KeyDNN prioritizes clarity and correctness over convenience shortcuts.

Key design goals include:

  • Explicit architecture boundaries
    Public APIs are clearly separated from internal infrastructure.

  • From-first-principles implementation
    Core components such as tensors, autograd, layers, and optimizers are implemented directly, without wrapping existing frameworks.

  • Practical performance paths
    CPU reference implementations are paired with optional native CPU acceleration and a CUDA backend with cuBLAS / cuDNN integration where available.

  • Tested behavior
    CPU ↔ CUDA parity tests and unit tests validate correctness across backends.


Quick taste

Minimal tensor + autograd

from keydnn import Tensor, Device

x = Tensor(shape=(2, 3), device=Device("cpu"), requires_grad=True)
y = (x * 2.0).sum()
y.backward()

print(x.grad.to_numpy())

CUDA example (device-resident computation)

from keydnn import Tensor, Device

x = Tensor.rand((1024, 1024), device=Device("cuda:0"), requires_grad=True)
y = (x @ x.T).mean()
y.backward()

print(y.item())

CUDA execution is enabled automatically when available and explicitly requested via the device abstraction.


What’s included

KeyDNN currently provides:

  • Tensor abstraction with reverse-mode automatic differentiation
  • CPU backend (NumPy) with optional native C++ acceleration
  • CUDA backend with device-resident tensors
  • Core layers:

  • Linear / Dense

  • Conv2D / Conv2DTranspose
  • Pooling (Max / Avg / GlobalAvg)
  • Normalization (BatchNorm1d/2d, LayerNorm)

  • Optimizers (SGD, Adam)

  • Loss functions (MSE, SSE, BCE, CCE)
  • Keras-style training loop (Model.fit)
  • Callbacks (EarlyStopping, ModelCheckpoint)
  • JSON-based model checkpointing

Documentation structure

If you are new to KeyDNN, start here:

  1. Getting Started → Installation Platform support, CUDA setup, and environment configuration.

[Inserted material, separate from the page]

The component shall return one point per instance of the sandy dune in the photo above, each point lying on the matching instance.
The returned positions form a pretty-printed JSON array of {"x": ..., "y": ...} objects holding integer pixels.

  2. Getting Started → Quickstart End-to-end examples: tensors, models, training, and evaluation.

  3. Guides Conceptual explanations for tensors, devices, determinism, and training flow.

  4. API Reference Complete, auto-generated documentation for all public APIs.


Public API contract

KeyDNN follows a layered architecture.

Only APIs documented in this site are considered public and stable. Internal implementation details may change as long as public behavior is preserved.

Recommended import style:

from keydnn import Tensor, Sequential, Adam

Avoid importing from internal modules unless you are developing KeyDNN itself.


Status

  • Version: v2.x (stable API)
  • Platform: Windows 10/11 x64 (CPU + CUDA)
  • CUDA: Supported when a compatible NVIDIA GPU and runtime are available

Linux and macOS CPU builds may work but are not yet CI-validated.


Philosophy

KeyDNN is not intended to replace large production frameworks.

It exists to:

  • make deep learning internals understandable,
  • explore backend design trade-offs,
  • and serve as a rigorous experimental platform for systems-level ML work.

If you value transparency, correctness, and architectural clarity, you’re in the right place.